Australian cassowary credit scheme highlights the long road to a biodiversity market

Published 12:10 on January 19, 2023  /  Last updated at 00:16 on January 23, 2023  / Mark Tilly /  Biodiversity

A crediting project looking to protect tropical rainforests in remote northern Queensland has been described by its developer as one of the most developed in the world, however it is being held up by a lack of market infrastructure while also wanting to ensure it is scientifically rigorous enough to avoid the stigma of carbon credit schemes.

A crediting project looking to protect tropical rainforests in remote northern Queensland has been described by its developer as one of the most developed in the world, however it is being held up by a lack of market infrastructure while also wanting to ensure it is scientifically rigorous enough to avoid the stigma of carbon credit schemes.

Terrain Natural Resource Management (TNRM) is in the process of creating a cassowary credit scheme developed to increase investment in habitat restoration in the tropical rainforests of Queensland – home to the large, dangerous bird the credits are named after.

The scheme would see governments, philanthropists, and corporates paying land holders and land managers to restore habitats, and has received funding from the Queensland government’s Land Restoration Fund.

It targets land unsuitable for agriculture, and is designed to create economic benefits for regional communities, including First Nations people, and to create biodiversity outcomes, according to the company.

Cassowary credits – which TNRM have ruled out using for offsetting purposes – are earned through outcomes-based improvements, centred on rainforest reinstatement, repair, threat mitigation, or enhanced protection.

Bronwyn Robertson, project coordinator for TNRM, told Carbon Pulse that a draft methodology for the scheme as well as its broader design had been completed, describing it as one of the more advanced projects of its kind globally.

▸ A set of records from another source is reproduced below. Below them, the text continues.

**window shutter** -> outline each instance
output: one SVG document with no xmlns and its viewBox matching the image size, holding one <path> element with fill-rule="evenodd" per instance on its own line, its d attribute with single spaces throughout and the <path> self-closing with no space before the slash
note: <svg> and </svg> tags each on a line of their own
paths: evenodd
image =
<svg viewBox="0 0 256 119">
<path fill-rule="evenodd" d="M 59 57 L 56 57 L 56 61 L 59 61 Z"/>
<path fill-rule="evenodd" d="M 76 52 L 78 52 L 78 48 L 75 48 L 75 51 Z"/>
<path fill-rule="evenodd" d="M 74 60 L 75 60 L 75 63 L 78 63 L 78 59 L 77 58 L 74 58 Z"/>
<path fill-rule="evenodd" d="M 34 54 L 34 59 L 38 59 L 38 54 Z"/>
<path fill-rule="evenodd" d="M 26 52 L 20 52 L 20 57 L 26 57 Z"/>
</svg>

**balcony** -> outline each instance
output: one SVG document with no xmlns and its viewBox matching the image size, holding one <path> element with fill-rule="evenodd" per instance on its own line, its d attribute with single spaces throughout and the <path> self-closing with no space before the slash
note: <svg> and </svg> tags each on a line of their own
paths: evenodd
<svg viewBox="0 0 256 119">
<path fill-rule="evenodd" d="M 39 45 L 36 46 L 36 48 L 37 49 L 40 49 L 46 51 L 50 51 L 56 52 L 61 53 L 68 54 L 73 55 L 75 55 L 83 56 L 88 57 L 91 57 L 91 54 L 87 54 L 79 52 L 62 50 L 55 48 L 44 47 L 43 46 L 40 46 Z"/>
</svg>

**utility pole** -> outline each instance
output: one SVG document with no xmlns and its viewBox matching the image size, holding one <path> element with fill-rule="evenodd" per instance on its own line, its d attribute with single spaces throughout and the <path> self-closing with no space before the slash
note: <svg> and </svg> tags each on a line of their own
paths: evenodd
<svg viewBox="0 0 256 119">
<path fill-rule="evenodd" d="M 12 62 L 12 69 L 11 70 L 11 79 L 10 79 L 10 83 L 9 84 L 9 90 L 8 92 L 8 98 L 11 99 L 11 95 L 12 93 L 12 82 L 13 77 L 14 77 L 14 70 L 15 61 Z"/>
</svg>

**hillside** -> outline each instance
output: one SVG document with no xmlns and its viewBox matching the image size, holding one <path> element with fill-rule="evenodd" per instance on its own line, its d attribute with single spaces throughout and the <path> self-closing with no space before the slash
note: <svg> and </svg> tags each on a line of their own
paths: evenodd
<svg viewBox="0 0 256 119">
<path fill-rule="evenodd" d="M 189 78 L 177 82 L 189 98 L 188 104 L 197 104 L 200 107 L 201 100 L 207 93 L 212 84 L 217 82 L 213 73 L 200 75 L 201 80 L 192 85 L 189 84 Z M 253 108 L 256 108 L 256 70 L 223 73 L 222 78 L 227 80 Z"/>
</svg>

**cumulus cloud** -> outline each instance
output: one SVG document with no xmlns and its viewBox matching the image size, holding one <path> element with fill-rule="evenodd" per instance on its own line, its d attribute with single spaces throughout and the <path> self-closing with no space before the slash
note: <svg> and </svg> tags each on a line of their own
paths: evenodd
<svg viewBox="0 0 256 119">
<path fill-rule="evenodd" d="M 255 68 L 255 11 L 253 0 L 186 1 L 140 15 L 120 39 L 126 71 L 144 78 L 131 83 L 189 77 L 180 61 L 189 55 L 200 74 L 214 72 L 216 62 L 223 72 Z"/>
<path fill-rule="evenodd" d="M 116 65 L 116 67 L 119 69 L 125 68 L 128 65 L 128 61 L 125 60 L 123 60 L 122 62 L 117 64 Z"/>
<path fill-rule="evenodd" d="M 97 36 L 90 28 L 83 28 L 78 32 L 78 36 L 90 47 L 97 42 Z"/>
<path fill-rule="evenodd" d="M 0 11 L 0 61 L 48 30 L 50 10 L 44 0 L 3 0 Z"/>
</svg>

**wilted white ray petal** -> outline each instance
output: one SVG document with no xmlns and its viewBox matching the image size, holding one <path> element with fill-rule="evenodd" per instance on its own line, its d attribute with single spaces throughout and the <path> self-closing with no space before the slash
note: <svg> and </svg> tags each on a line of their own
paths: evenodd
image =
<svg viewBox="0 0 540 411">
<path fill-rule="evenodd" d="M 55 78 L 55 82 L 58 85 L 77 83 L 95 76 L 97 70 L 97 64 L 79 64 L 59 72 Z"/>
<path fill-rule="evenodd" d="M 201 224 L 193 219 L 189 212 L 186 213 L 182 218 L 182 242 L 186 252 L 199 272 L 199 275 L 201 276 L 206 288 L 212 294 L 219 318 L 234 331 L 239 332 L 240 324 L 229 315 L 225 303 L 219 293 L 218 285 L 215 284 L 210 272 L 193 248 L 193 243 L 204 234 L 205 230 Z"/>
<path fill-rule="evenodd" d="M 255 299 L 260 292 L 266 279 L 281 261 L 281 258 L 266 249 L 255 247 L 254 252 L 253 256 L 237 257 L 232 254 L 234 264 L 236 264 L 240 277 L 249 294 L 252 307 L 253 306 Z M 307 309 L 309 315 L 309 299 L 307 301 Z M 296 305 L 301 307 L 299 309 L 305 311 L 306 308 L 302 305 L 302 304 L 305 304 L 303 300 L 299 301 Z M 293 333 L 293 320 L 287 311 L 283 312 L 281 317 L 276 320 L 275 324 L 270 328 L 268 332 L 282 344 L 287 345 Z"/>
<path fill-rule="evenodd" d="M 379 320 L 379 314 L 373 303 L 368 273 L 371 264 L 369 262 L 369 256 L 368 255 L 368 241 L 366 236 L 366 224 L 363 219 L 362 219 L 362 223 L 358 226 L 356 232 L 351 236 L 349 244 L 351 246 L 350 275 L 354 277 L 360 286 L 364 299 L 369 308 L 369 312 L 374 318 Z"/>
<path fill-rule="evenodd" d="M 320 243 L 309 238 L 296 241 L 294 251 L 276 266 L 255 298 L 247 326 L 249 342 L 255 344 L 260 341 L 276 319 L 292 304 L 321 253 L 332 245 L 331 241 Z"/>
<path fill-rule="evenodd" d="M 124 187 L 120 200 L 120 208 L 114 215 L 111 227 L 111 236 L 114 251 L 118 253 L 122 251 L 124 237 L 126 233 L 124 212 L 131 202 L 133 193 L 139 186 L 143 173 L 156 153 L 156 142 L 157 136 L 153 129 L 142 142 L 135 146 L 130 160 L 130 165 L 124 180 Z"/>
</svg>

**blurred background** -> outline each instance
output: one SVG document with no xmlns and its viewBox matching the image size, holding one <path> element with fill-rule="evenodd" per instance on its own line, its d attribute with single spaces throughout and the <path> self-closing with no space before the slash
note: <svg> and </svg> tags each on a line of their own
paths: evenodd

However, she said a lack of market infrastructure meant it was impossible to give timelines on when projects could begin being developed, let alone when the first credits would be generated.

“The piece of work that’s still needed is establishing the credit mechanism, and the registry that will be needed to track and record, and provide that transparency to credit generation and issuance,” she said.

Robertson said they were looking to align with Australia’s nature repair market, which is currently going through consultation, but said the scheme would seek out other environmental markets and financial instruments that could be linked to biodiversity outcomes.

“The potential is there for significant growth, and the global initiatives that are happening at the moment around biodiversity, particularly after the UN conference in Montreal last year,” she said.

“The sense is that there’s likely to be significant global impetus to disclose biodiversity impacts from companies, and then also to take action to invest in biodiversity outcomes, through commerce and finance and other companies,” she said.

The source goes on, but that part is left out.